Answer: \beta_1 is the expected change in the second film’s returns for every 1 million dollar increase in the first film’s returns. For every additional 1 million dollars the first movie earns, the second movie is predicted to earn approximately 1.1283 million. In general, it seems like if the first film does well, the second film will do even better in terms of dollars in returns. Notably, the p-value for \beta_1 is > 0.05 indicating that this relationship is not statistically significant for \alpha = 0.05.
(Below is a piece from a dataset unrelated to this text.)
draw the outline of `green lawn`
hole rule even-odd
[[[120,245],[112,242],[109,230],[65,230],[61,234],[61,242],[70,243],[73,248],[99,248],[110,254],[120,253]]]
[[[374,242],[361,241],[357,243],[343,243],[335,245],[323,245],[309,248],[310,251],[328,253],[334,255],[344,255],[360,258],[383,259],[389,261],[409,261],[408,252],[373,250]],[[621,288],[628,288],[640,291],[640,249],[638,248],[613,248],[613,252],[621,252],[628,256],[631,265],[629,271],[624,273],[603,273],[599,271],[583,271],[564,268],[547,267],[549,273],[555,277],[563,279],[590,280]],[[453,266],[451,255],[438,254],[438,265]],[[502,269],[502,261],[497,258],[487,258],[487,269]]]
- How would you interpret β0? Is this meaningful?
Answer: \beta_0 is the predicted returns for the second film if the first film earned zero dollars. \beta_0 anchors the line at around -960,000 dollars. In real-life, a movie that earns no money would almost certainly never get a sequel, and it’s not very helpful to say a movie that earned zero dollars at the box office would have a sequel earn negative ~960,000 dollars; this term is not very meaningful for real-life application because a movie predicted to lose money would not be made, but the term is useful mathematically as a starting point for our regression line.
Problem 3
Part A: Given that the problem specifies that “non-smoker” is the reference level, the correct model matrix is X_A because each row in X_A that corresponds to a “non-smoker” has a second-column (smoking status) value of 0. Likewise Matrix X_B is the incorrect model matrix because it uses “smoker” as the reference level by assigning a value of 1 to each “non-smoker” in the second column (smoking status).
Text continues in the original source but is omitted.